猫をかぶってる度合いによって、猫になる姿の範囲が変わるのかも
劇中では仮面をかぶることで人間が猫の姿になれるので、それがタイトルの「猫をかぶる」にかかっているんだと思いますが、猫をかぶってる度合いというか、どれくらい自分を偽って生きてるかによって猫になる姿の範囲が変わるんじゃないかなっていうのを、見てて思ったんです。
というのも、ムゲちゃんはお面をかぶったら猫になれたのに、日之出くんがムゲちゃんを助けようとしてお面をかぶっても、手だけしか猫になれませんでした。それは、日之出くんのおじいちゃんが陶芸工房を畳むという話を聞いた時に、何も言えなかったことが関係しているのかもしれないなって。本当はやめてほしくないし、俺が継ぐよって言いたいのに、そこまでの自信がなかった。ろくろを回しながら手で作る陶芸を好きという気持ちに嘘をついた日之出くんは、“手が猫をかぶった”から手だけ猫になった…そう考えてみると、めちゃめちゃ深い!!って感動しました。

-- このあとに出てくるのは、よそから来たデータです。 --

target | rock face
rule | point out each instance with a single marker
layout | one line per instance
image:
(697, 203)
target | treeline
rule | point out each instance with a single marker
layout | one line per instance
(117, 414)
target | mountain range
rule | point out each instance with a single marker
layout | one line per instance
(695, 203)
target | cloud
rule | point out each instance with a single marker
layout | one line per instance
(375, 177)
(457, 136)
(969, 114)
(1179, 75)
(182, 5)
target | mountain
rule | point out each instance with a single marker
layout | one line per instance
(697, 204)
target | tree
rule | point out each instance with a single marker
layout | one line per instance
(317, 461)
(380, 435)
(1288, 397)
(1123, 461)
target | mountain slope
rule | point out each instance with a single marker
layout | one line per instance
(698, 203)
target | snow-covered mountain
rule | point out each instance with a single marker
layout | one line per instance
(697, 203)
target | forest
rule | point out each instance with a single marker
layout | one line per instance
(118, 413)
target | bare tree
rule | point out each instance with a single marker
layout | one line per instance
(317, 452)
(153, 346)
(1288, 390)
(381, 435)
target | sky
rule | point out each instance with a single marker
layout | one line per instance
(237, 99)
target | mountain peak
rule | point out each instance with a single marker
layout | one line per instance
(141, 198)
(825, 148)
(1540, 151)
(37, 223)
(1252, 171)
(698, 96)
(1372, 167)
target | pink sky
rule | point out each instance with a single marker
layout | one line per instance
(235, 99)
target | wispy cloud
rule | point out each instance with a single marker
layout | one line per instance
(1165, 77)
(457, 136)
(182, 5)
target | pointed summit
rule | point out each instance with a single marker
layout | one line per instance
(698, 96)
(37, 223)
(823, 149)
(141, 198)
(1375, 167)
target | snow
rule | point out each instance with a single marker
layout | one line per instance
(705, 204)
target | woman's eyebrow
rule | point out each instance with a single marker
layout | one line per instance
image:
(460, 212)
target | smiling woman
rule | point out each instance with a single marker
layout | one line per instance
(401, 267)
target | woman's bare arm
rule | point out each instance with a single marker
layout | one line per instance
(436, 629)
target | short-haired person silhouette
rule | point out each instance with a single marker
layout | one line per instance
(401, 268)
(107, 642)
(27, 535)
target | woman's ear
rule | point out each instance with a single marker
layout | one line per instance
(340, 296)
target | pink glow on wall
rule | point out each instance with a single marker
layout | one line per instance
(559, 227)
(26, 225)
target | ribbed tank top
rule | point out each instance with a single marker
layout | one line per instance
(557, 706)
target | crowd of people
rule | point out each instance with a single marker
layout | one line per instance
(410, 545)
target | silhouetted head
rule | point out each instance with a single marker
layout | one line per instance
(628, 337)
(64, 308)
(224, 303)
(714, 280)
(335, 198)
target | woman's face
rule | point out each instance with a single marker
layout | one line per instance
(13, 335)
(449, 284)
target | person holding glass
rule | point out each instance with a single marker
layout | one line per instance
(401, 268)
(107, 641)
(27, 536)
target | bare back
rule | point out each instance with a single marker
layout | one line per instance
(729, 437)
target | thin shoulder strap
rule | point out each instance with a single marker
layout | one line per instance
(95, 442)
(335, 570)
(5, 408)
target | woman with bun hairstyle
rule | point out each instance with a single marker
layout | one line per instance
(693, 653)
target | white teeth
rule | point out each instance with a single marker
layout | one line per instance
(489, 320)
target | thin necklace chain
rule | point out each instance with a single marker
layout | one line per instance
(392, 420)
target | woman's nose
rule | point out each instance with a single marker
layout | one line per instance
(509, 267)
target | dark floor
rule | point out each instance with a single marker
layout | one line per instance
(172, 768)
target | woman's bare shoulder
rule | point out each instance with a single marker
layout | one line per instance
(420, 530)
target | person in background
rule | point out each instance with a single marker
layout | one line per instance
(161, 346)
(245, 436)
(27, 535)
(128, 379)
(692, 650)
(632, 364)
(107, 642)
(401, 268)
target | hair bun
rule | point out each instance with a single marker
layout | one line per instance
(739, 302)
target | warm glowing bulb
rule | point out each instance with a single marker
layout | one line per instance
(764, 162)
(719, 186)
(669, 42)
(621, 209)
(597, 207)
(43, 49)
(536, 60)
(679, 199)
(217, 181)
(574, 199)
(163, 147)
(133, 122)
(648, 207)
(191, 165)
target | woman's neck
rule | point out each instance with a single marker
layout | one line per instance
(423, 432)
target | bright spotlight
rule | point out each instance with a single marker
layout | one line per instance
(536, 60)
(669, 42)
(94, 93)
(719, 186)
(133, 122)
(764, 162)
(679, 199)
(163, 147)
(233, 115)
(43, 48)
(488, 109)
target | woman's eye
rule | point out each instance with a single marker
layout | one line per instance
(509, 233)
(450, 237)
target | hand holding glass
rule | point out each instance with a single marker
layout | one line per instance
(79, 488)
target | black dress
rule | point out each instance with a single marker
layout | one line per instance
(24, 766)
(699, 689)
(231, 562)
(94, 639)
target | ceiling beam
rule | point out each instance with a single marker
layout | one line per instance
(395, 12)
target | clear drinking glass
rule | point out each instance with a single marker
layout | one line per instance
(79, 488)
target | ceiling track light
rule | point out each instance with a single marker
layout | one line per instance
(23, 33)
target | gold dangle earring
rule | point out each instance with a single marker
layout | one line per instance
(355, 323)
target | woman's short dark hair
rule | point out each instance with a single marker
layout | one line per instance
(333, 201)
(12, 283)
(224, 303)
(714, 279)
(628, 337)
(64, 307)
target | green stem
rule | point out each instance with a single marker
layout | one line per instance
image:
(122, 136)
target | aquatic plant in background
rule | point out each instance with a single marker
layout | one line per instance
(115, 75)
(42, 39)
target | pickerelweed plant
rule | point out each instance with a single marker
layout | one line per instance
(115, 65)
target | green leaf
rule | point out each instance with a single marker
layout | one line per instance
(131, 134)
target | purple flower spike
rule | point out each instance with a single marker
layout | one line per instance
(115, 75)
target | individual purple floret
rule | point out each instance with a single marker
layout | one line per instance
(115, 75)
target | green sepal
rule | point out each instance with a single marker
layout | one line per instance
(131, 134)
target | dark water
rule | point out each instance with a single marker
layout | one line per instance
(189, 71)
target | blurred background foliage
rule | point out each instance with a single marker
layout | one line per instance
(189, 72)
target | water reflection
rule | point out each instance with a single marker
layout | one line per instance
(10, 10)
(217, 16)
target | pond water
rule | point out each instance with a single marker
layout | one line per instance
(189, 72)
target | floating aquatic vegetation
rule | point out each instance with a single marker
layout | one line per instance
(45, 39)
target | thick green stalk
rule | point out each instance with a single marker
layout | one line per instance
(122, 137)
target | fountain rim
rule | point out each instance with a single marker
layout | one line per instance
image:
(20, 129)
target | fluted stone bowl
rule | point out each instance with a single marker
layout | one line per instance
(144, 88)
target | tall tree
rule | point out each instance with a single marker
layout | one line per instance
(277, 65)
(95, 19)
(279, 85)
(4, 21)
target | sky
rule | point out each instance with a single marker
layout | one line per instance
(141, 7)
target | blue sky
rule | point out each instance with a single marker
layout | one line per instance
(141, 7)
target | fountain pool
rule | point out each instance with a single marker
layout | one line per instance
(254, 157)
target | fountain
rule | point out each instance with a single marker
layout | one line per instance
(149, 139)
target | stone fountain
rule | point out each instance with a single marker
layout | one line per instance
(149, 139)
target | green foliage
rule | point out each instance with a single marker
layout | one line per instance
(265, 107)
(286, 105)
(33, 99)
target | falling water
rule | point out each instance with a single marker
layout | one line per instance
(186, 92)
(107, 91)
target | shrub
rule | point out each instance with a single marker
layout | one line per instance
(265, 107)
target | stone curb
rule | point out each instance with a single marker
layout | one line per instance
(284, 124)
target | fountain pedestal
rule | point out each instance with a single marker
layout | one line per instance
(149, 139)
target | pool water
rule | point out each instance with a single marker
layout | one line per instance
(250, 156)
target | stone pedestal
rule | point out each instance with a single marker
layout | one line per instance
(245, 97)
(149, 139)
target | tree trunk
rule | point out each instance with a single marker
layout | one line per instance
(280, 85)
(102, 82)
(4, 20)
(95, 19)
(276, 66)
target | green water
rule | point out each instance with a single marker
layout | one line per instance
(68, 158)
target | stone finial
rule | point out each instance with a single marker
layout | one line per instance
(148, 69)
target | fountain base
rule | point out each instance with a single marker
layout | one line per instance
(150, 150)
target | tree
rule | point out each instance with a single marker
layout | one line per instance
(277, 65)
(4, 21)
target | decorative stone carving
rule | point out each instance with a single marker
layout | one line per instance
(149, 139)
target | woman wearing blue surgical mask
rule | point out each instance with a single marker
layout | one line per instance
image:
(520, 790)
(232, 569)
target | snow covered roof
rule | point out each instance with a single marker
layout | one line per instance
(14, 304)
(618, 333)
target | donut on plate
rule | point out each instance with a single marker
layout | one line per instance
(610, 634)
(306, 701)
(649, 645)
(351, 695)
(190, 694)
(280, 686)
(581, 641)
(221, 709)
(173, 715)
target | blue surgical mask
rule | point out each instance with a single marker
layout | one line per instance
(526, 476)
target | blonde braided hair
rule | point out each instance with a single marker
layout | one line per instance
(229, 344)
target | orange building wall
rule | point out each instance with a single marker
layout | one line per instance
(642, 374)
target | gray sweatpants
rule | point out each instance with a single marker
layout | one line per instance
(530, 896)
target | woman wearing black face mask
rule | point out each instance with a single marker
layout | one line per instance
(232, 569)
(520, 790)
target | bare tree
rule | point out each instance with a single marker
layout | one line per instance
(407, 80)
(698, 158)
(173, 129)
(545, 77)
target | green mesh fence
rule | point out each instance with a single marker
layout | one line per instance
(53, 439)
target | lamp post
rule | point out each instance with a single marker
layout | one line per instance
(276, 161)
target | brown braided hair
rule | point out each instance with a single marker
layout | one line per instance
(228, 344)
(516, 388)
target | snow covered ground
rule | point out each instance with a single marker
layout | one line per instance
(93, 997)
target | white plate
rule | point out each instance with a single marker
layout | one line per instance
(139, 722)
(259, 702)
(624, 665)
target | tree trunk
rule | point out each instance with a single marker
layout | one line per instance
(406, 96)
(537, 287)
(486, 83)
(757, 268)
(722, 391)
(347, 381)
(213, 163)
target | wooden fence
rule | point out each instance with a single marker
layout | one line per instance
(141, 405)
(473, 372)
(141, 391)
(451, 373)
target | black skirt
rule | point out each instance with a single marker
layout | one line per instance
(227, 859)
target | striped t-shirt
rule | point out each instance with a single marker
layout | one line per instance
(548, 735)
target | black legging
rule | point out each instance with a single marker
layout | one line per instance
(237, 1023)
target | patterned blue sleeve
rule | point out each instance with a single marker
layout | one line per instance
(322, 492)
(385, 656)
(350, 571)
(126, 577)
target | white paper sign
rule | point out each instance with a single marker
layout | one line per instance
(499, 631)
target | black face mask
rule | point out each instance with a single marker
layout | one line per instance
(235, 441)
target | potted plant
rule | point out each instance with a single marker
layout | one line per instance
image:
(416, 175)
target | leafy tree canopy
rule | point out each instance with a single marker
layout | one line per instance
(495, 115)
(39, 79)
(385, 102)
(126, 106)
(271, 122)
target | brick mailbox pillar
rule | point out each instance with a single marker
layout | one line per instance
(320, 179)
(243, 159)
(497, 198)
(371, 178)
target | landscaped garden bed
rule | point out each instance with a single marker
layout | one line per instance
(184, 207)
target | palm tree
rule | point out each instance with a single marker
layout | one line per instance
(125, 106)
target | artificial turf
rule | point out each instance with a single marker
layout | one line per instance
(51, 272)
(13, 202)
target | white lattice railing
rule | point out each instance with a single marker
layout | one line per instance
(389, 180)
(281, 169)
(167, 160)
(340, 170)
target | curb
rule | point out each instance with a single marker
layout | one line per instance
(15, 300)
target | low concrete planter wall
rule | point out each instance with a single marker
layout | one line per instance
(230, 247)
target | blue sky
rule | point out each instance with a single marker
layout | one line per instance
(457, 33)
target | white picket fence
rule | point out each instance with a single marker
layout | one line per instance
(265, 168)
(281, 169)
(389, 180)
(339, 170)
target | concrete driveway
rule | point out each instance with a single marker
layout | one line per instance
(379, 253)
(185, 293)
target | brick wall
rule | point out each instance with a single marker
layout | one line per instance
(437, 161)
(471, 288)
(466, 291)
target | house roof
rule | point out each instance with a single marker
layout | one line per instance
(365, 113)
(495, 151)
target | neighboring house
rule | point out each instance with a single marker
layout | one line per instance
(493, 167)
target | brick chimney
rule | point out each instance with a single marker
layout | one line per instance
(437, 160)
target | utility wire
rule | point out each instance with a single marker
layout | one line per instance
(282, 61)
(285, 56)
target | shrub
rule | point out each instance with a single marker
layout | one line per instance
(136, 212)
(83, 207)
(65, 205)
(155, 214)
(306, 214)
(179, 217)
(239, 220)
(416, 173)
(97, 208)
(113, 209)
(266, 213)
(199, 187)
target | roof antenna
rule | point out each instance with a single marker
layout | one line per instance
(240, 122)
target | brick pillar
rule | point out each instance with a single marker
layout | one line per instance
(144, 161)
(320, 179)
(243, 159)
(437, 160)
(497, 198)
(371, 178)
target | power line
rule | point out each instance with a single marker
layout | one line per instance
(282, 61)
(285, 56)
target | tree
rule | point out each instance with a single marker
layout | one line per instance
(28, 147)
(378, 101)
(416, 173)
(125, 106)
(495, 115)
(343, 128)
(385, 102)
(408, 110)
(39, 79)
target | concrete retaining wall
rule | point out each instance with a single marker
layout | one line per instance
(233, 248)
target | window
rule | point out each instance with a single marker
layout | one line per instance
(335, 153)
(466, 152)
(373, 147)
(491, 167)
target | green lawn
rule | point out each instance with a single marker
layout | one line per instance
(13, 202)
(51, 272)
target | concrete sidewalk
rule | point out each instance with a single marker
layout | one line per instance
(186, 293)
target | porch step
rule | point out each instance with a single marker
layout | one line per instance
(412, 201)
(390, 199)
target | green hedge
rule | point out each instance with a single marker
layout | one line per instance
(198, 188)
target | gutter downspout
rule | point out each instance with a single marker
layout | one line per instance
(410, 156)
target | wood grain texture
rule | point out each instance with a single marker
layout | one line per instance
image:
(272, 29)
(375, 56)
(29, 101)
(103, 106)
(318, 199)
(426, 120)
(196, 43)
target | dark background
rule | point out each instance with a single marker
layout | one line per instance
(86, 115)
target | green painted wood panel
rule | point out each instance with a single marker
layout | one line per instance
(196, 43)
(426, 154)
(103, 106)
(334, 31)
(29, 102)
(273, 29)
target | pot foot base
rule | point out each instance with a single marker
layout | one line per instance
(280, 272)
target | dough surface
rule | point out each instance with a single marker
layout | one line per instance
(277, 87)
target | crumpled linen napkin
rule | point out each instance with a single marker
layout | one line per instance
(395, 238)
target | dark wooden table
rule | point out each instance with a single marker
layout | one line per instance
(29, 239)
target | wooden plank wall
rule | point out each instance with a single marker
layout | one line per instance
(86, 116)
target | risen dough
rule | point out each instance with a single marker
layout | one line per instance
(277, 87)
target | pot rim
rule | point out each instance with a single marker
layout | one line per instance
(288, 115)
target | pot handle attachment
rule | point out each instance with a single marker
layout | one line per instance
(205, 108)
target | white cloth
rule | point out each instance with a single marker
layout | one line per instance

だから“猫をかぶる”という言葉は決して悪い意味だけじゃなくて、「猫の仮面をつけて嘘の自分で生きてしまっている」という切なさも感じられますよね。そして「泣きたい私は猫をかぶる」というタイトルにも、本当は泣きたいのに笑顔で過ごしてるムゲちゃんが抱えているストレスだったり、“泣きたい私は全身で仮面をかぶって生きてるんだよ”っていう叫びが込められているのかもしれない、と思いました。